SAN FRANCISCO (CN) - The Ninth Circuit should have revived a man's claims that Apple misled him about how well its MacBook Pros could perform processor-intensive tasks like gaming, a dissenting judge said.
Alex Tomek brought the underlying lawsuit nearly five years ago in Sacramento, Calif., complaining that Apple misrepresented MacBook Pros on the market at the time as suitable for tasks that drain computer processors.
When Tomek engaged in activities like high-performance gaming, pro-video editing and graphic-intensive applications, however, his MacBook Pro dramatically slowed down or shut off.
Tomek claimed that Apple knew power-intensive applications would have these effects because its 85-watt power adapter was insufficient to power, and because it received a lot of complaints about the MacBook's battery life.
The Ninth Circuit affirmed dismissal of Tomek's case in a 2-1 unpublished opinion, finding Wednesday that he failed to show that Apple issued misleading advertisements intentionally.
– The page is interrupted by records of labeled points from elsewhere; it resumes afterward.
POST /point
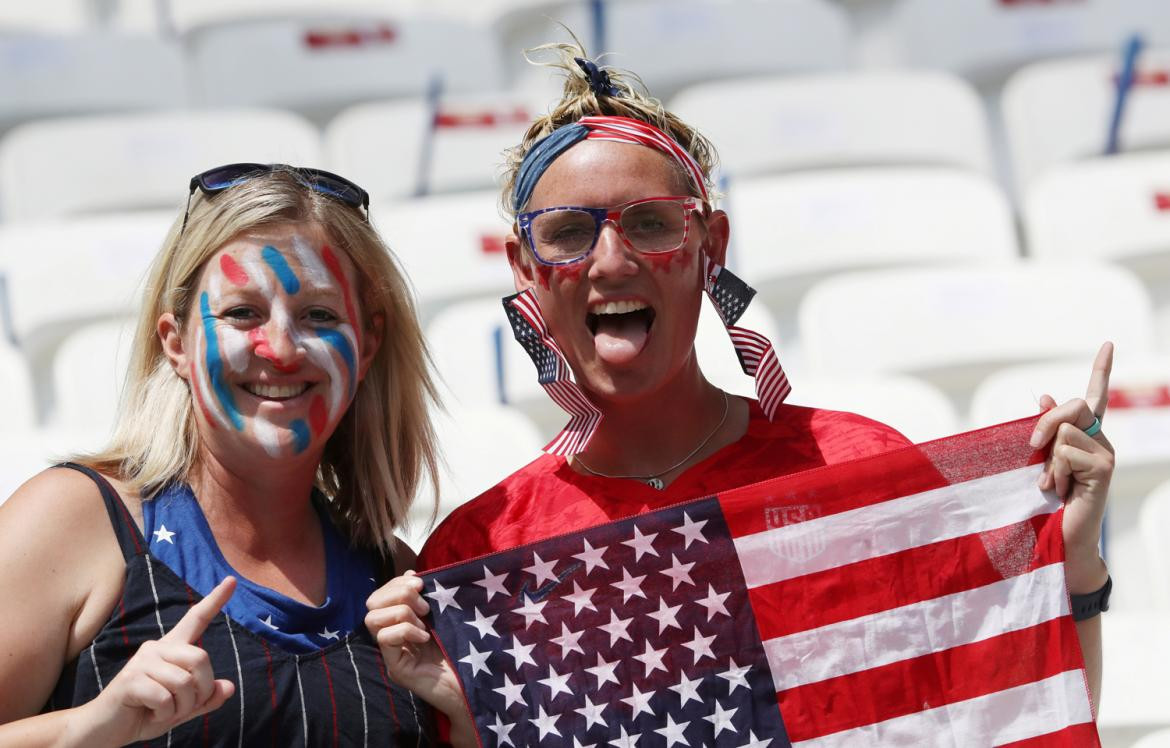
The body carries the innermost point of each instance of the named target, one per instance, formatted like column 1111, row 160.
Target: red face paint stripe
column 317, row 414
column 199, row 398
column 232, row 270
column 335, row 268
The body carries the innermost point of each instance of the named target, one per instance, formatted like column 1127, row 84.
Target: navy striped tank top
column 336, row 695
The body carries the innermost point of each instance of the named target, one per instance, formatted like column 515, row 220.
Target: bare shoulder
column 60, row 558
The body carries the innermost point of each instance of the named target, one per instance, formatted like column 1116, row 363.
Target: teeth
column 618, row 307
column 276, row 391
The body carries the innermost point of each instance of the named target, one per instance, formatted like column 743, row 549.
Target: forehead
column 599, row 173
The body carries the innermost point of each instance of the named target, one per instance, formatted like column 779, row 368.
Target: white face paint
column 277, row 352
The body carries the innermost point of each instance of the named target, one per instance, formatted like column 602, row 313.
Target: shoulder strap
column 130, row 537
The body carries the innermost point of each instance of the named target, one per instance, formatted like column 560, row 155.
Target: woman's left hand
column 1079, row 469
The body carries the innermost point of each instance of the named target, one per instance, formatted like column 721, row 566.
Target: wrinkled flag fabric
column 910, row 598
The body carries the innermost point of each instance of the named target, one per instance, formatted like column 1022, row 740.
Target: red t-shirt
column 549, row 498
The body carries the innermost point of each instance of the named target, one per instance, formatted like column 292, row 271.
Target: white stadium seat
column 791, row 231
column 1059, row 110
column 784, row 123
column 451, row 246
column 408, row 148
column 954, row 326
column 986, row 39
column 318, row 63
column 1137, row 424
column 88, row 371
column 80, row 272
column 69, row 74
column 139, row 160
column 1113, row 208
column 672, row 43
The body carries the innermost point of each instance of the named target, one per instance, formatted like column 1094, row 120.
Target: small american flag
column 757, row 357
column 552, row 372
column 916, row 597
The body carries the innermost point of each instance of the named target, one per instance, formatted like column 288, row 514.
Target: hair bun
column 598, row 79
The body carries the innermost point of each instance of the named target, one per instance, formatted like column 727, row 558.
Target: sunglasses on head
column 215, row 180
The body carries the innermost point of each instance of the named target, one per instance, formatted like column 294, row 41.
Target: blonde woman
column 202, row 580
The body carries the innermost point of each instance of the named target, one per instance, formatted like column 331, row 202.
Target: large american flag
column 914, row 598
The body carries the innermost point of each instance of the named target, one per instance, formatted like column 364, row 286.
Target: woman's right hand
column 166, row 683
column 413, row 658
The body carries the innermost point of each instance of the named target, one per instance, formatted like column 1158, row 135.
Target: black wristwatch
column 1091, row 604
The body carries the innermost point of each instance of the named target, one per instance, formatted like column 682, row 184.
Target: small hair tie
column 598, row 79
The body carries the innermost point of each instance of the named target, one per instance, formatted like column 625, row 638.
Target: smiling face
column 273, row 344
column 625, row 321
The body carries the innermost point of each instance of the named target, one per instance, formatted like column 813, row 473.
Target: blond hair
column 579, row 100
column 384, row 445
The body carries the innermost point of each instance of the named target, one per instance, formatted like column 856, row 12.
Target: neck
column 254, row 508
column 653, row 432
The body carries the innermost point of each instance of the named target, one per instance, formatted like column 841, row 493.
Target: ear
column 521, row 262
column 718, row 233
column 371, row 341
column 170, row 335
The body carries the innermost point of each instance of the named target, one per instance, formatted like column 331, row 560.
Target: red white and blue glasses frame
column 689, row 204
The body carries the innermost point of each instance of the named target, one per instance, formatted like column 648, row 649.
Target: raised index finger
column 1096, row 395
column 197, row 619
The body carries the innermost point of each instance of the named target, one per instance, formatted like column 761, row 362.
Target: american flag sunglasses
column 220, row 178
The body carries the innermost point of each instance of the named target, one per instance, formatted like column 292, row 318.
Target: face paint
column 283, row 287
column 280, row 266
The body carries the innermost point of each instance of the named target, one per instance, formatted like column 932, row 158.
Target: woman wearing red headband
column 614, row 246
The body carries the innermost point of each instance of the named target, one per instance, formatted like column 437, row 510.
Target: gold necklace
column 655, row 480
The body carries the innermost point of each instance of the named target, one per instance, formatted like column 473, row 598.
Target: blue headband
column 538, row 158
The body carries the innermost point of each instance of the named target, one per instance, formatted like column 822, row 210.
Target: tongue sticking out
column 619, row 337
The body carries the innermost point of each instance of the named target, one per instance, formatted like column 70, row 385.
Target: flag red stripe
column 929, row 681
column 910, row 469
column 910, row 576
column 1074, row 736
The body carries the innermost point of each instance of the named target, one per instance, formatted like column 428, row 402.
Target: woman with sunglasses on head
column 202, row 578
column 614, row 245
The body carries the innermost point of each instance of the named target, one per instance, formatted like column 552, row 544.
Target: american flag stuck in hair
column 912, row 598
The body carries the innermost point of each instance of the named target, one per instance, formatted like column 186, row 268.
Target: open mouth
column 620, row 329
column 276, row 392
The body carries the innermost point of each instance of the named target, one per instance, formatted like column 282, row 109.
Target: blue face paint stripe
column 215, row 364
column 342, row 344
column 300, row 436
column 280, row 266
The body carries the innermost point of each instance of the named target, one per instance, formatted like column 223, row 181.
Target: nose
column 279, row 343
column 611, row 256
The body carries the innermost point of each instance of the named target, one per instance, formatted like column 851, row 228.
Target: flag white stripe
column 897, row 525
column 993, row 719
column 919, row 629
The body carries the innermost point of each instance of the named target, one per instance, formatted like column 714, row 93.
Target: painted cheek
column 232, row 270
column 318, row 417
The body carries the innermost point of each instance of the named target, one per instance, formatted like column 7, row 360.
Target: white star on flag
column 640, row 701
column 592, row 557
column 531, row 612
column 542, row 570
column 493, row 583
column 722, row 719
column 580, row 598
column 511, row 692
column 641, row 543
column 679, row 572
column 592, row 713
column 690, row 530
column 673, row 732
column 445, row 597
column 476, row 659
column 714, row 602
column 482, row 624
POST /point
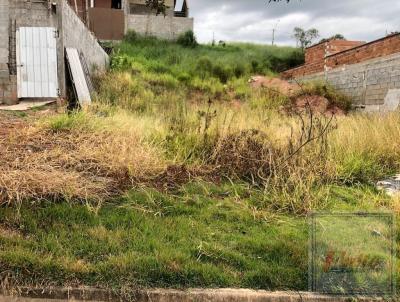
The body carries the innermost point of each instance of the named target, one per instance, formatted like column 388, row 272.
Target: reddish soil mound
column 317, row 103
column 276, row 84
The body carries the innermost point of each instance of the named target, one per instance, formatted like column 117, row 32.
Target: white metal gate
column 37, row 62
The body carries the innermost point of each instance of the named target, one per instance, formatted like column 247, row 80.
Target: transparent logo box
column 352, row 254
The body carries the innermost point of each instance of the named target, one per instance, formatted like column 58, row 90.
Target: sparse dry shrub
column 39, row 164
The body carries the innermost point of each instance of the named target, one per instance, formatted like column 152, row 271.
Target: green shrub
column 323, row 89
column 187, row 39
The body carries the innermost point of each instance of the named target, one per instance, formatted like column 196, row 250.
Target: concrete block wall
column 159, row 26
column 76, row 35
column 371, row 83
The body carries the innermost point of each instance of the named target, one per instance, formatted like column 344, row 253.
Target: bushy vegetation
column 182, row 174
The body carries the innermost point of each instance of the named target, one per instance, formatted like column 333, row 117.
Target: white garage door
column 37, row 62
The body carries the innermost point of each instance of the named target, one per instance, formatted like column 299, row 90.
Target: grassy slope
column 202, row 234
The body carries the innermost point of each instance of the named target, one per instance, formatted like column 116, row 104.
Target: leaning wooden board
column 78, row 77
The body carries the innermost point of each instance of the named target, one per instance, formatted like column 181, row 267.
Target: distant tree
column 335, row 37
column 158, row 6
column 303, row 37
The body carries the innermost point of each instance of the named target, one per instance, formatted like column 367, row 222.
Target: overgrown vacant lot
column 183, row 175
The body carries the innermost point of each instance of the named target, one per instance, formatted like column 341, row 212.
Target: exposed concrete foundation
column 71, row 33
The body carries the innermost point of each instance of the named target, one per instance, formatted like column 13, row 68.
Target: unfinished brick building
column 367, row 72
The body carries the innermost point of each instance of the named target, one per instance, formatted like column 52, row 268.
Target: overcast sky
column 253, row 20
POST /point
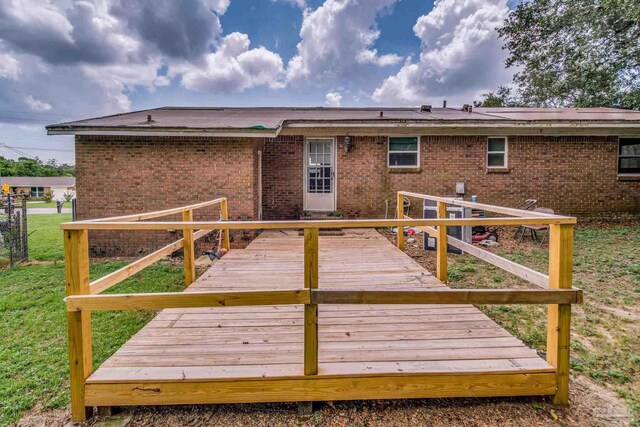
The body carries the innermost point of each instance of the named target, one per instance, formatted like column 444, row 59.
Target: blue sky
column 69, row 59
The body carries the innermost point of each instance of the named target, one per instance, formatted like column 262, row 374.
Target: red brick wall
column 573, row 175
column 124, row 175
column 282, row 177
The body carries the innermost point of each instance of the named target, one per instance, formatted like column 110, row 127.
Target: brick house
column 277, row 163
column 36, row 186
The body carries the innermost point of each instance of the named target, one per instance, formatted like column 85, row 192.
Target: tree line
column 571, row 53
column 25, row 166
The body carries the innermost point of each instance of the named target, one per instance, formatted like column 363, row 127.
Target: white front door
column 319, row 173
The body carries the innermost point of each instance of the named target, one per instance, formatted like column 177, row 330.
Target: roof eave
column 132, row 131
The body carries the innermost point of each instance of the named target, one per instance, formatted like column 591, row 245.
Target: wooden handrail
column 159, row 301
column 559, row 278
column 113, row 278
column 480, row 206
column 158, row 214
column 82, row 296
column 314, row 297
column 295, row 225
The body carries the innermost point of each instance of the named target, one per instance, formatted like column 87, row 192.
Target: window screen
column 497, row 152
column 403, row 152
column 629, row 156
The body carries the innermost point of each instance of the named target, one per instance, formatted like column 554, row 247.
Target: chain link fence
column 13, row 230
"Tomek's references to customer complaints do not cure this defect because those complaints were posted after Tomek purchased his MacBook Pro," the unsigned ruling states. "Further, the later evidence tendered to show that Apple released a patch solving the issue does not show knowledge of the defect at the time of sale."
Tomek tried three times to amend his claims, the Ninth Circuit said it was also not unfair to block him from trying a fourth time.
Judge Sandra Ikuta dissented from her colleagues on the panel, Judges Andrew Hurwitz and Sidney Thomas, noting that "California courts have been extremely generous to plaintiffs" like Tomek bringing fraud claims brought under the Golden State's Unfair Competition Law.
"Unlike a plaintiff bringing a claim of common-law fraud, a party bringing a UCL fraud claim need not allege that the defendant's actions were 'actually false, known to be false by the perpetrator and reasonably relied upon by a victim who incurs damages,'" Ikuta wrote.
Finding that Tomek sufficiently accused Apple of engaging in a business practice "that is likely to deceive members of the public,'" Ikuta said he succeeded in bringing a UCL fraud claim.
"Apple calls these representations mere puffery and points to disclaimers in its advertising," Ikuta wrote. "But ... even puffery is actionable under the Unfair Competition Law fraudulent prong so long as it could deceive a reasonable consumer."
Tomek initially sought to represent a class of consumers who bought 2011 MacBook Pro with 15-inch and 17-inch screens.
The Ninth Circuit heard the appeal on Nov. 18.